Ray stores metadata associated with tasks and objects in one or more Redis servers, as described in An Overview of the Internals. Applications that are long-running or have high task/object generation rate could risk high memory pressure, potentially leading to out-of-memory (OOM) errors.

Here, we describe an experimental feature that transparently flushes metadata entries out of Redis memory.

Requirements

As of early July 2018, the automatic memory management feature requires building Ray from source. We are planning on eliminating this step in the near future by releasing official wheels.

Building Ray

First, follow instructions to build Ray from source to install prerequisites. After the prerequisites are installed, instead of doing the regular pip install as referenced in that document, pass an additional special flag, RAY_USE_NEW_GCS=on:

git clone https://github.com/ray-project/ray.git
cd ray/python
RAY_USE_NEW_GCS=on pip install -e . --verbose  # Add --user if you see a permission denied error.

Running Ray applications

At run time the environment variables RAY_USE_NEW_GCS=on and RAY_USE_XRAY=1 are required.

export RAY_USE_NEW_GCS=on
export RAY_USE_XRAY=1
python my_ray_script.py  # Or launch python/ipython.

Activate memory flushing

After building Ray using the method above, simply add these two lines after ray.init() to activate automatic memory flushing:

ray.init(...)

policy = ray.experimental.SimpleGcsFlushPolicy()
ray.experimental.set_flushing_policy(policy)

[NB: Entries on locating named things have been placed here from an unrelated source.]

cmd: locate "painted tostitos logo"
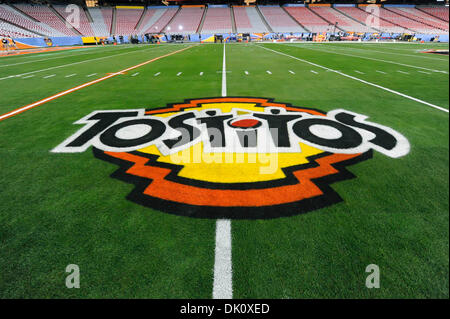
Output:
[52,97,410,219]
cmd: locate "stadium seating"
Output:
[258,6,306,32]
[336,7,404,33]
[53,5,95,37]
[16,4,79,36]
[389,7,448,34]
[201,7,232,33]
[0,4,64,36]
[285,7,333,32]
[115,9,143,35]
[418,7,449,22]
[88,8,111,37]
[380,8,440,33]
[0,21,37,38]
[310,7,376,32]
[233,6,268,33]
[100,8,113,35]
[0,4,449,37]
[164,7,205,34]
[140,7,178,33]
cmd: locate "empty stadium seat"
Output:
[418,7,449,22]
[310,7,376,32]
[0,4,64,36]
[233,6,269,33]
[389,7,448,34]
[16,4,79,36]
[114,9,143,35]
[53,5,95,37]
[201,7,232,33]
[88,8,111,37]
[285,7,333,33]
[164,6,205,34]
[258,6,306,32]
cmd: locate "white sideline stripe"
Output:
[318,43,446,61]
[222,42,227,96]
[0,46,197,121]
[0,49,165,80]
[0,47,134,68]
[212,42,233,299]
[284,44,448,74]
[257,45,448,113]
[213,219,233,299]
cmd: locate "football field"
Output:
[0,43,449,299]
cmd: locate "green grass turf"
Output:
[0,44,449,298]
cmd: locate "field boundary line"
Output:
[314,43,448,62]
[0,47,135,68]
[0,45,195,121]
[277,43,448,74]
[0,47,176,80]
[257,45,449,113]
[212,42,233,299]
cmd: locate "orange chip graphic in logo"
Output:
[52,97,410,219]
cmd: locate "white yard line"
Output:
[257,45,448,113]
[278,44,448,74]
[0,47,134,68]
[212,43,233,299]
[0,49,167,80]
[222,42,227,96]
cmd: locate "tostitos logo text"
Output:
[52,97,410,219]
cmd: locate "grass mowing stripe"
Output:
[0,49,173,80]
[0,46,197,121]
[0,47,134,68]
[257,45,448,113]
[213,42,233,299]
[277,43,448,74]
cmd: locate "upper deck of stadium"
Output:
[0,1,449,38]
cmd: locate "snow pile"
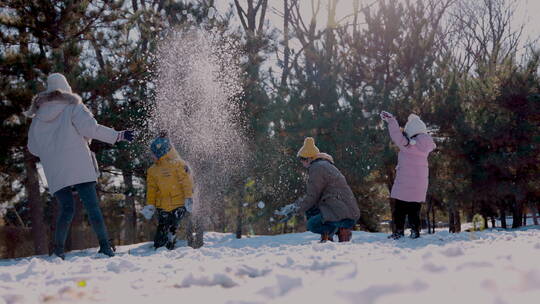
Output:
[0,227,540,304]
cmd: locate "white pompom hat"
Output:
[404,114,427,138]
[45,73,72,93]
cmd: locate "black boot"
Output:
[321,232,334,243]
[98,241,116,257]
[388,231,405,240]
[51,246,66,260]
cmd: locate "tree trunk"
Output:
[390,199,396,233]
[529,203,538,226]
[431,205,437,233]
[426,199,433,234]
[448,203,461,233]
[501,207,508,229]
[122,170,137,244]
[512,197,523,228]
[236,199,243,239]
[24,149,48,254]
[186,215,204,249]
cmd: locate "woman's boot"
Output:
[98,240,115,257]
[338,228,352,243]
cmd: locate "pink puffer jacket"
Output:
[388,118,436,202]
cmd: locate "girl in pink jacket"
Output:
[381,111,436,239]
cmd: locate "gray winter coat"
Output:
[298,159,360,222]
[28,92,118,194]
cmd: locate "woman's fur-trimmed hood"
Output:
[23,90,82,121]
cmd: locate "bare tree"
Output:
[452,0,525,77]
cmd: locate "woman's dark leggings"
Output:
[54,182,109,250]
[394,199,422,234]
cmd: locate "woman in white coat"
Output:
[25,73,133,259]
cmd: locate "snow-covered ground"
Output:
[0,226,540,304]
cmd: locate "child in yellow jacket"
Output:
[141,137,193,250]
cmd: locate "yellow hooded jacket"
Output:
[146,148,193,211]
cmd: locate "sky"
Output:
[216,0,540,45]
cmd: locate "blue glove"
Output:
[274,203,300,216]
[184,198,193,213]
[117,130,135,142]
[141,205,156,220]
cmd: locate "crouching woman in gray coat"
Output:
[25,73,133,259]
[276,137,360,242]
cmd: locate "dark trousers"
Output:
[306,208,355,235]
[394,199,422,234]
[54,182,109,252]
[154,207,186,249]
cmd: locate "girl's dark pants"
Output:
[54,182,109,252]
[394,199,422,235]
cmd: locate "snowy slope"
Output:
[0,227,540,304]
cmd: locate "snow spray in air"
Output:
[152,28,248,227]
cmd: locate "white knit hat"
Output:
[45,73,72,93]
[404,114,427,138]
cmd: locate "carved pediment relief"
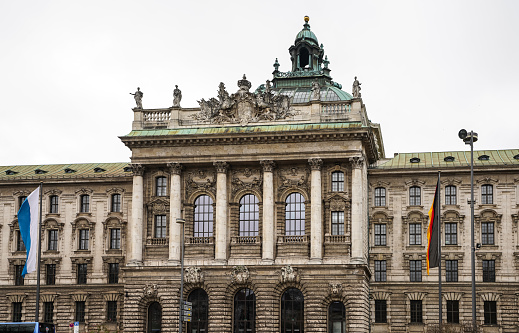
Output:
[146,198,169,214]
[185,169,216,197]
[278,167,310,192]
[192,75,296,125]
[231,168,263,197]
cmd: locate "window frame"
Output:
[374,187,387,207]
[285,192,306,236]
[331,171,345,192]
[409,186,422,206]
[481,184,494,205]
[445,185,457,205]
[409,260,423,282]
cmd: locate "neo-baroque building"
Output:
[0,18,519,333]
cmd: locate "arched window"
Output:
[445,185,456,205]
[80,194,90,213]
[147,302,162,333]
[375,187,386,207]
[328,302,346,333]
[193,195,214,237]
[239,194,259,236]
[233,288,256,333]
[332,171,344,192]
[187,289,209,333]
[281,288,304,333]
[155,176,168,197]
[409,186,422,206]
[285,193,305,236]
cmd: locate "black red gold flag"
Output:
[427,178,440,275]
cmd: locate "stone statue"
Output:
[130,87,144,109]
[352,76,361,98]
[173,84,182,108]
[311,80,321,101]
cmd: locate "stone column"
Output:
[350,157,365,263]
[308,158,323,264]
[168,163,184,265]
[213,161,229,264]
[260,160,276,264]
[128,164,144,266]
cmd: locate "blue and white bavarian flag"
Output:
[18,187,40,277]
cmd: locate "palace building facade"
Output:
[0,18,519,333]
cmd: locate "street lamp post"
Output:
[177,219,186,333]
[458,129,478,330]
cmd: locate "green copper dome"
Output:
[294,16,319,46]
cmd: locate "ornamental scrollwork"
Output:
[192,74,295,125]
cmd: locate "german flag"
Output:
[427,177,440,275]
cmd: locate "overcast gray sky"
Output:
[0,0,519,165]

# My awesome Ray application logic follows.

Paramaters of the flushing policy

There are three user-configurable parameters of the SimpleGcsFlushPolicy:

  • flush_when_at_least_bytes: Wait until this many bytes of memory usage accumulated in the redis server before flushing kicks in.
  • flush_period_secs: Issue a flush to the Redis server every this many seconds.
  • flush_num_entries_each_time: A hint to the system on the number of entries to flush on each request.

The default values should serve to be non-invasive for lightweight Ray applications. flush_when_at_least_bytes is set to (1<<31) or 2GB, flush_period_secs to 10, and flush_num_entries_each_time to 10000:

# Default parameters.
ray.experimental.SimpleGcsFlushPolicy(
    flush_when_at_least_bytes=(1 << 31),
    flush_period_secs=10,
    flush_num_entries_each_time=10000)

In particular, these default values imply that

1. the Redis server would accumulate memory usage up to 2GB without any entries being flushed, then the flushing would kick in; and

2. generally, “older” metadata entries would be flushed first, and the Redis server would always keep the most recent window of metadata of 2GB in size.

For advanced users. Advanced users can tune the above parameters to their applications’ needs; note that the desired flush rate is equal to (flush period) * (num entries each flush).